Flywheel energy storage has garnered some interest from academia and industry for its potential to store surplus electrical energy efficiently in kinetic form.
Modern designs use magnetic bearings to minimize the drag that the rotating mass incurs by levitating it in its entirety within a vacuum chamber. Most serious research efforts seem to implement these bearings with superconducting magnets cooled to 50 K or lower, in order to take advantage of a phenomenon called flux pinning that apparently occurs under these conditions.
This flux pinning stabilizes the flywheel in a way that room temperature permanent ferromagnets alone (being a collection of point charges) are not able to, due to Earnshaw's theorem.
However, there also exist materials such as bismuth and pyrolytic carbon, which even at room temperature exert diamagnetic forces quite capable of stabilizing objects that are magnetically levitated by permanent ferromagnets.
Why not use these diamagnetic materials instead of the superconducting variety, and greatly reduce the complexity, cost and refrigeration losses of the flywheel design?

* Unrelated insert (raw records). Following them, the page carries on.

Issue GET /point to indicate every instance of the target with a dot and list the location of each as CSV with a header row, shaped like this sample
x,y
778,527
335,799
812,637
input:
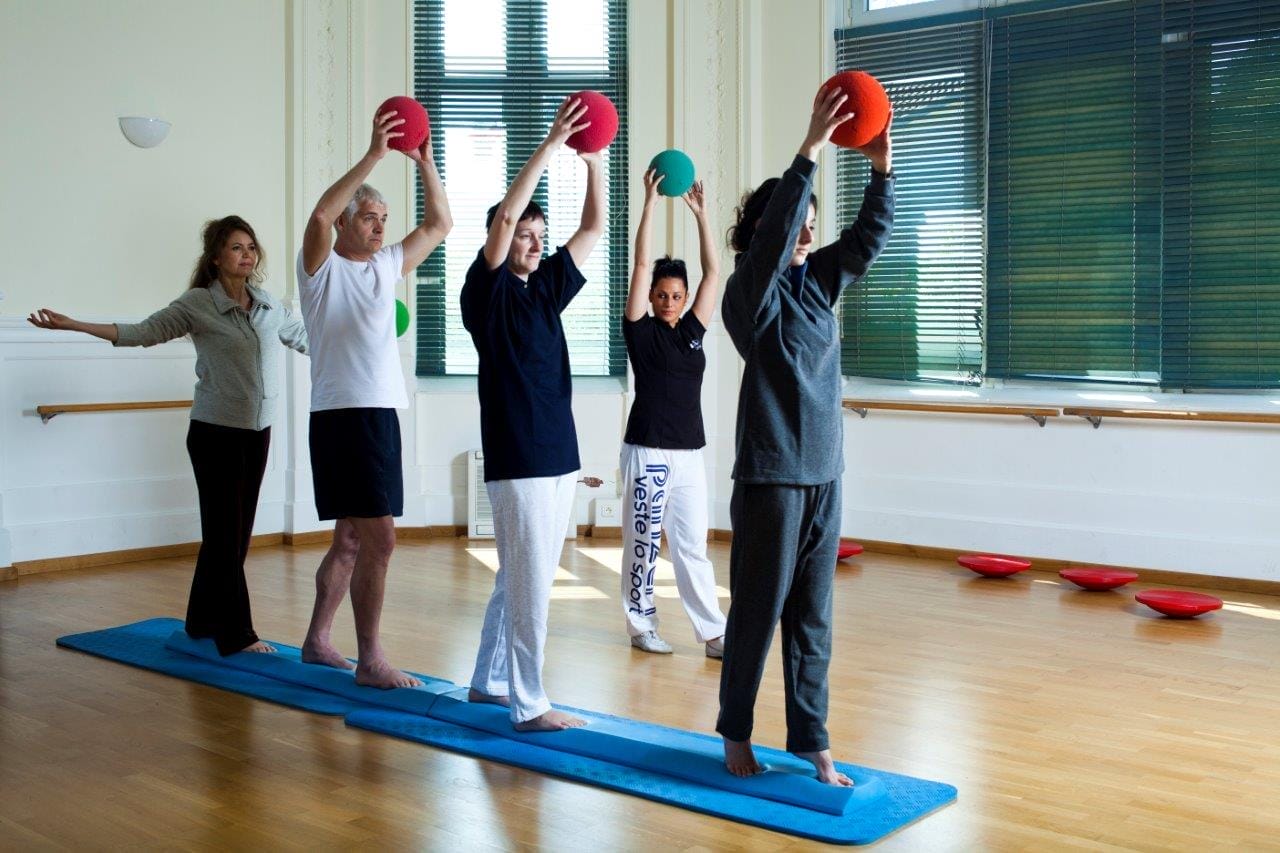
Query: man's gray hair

Here is an illustration I've made to demonstrate the kind of configuration I have in mind:
One possible reason for using superconductors could be that flux pinning might suffer less from eddy currents ("electromagnetic drag") than room temperature diamagnets, but I'm not sure how to evaluate the impact of this effect, if any; so an answer that attempts to shed some light on this aspect would be much appreciated.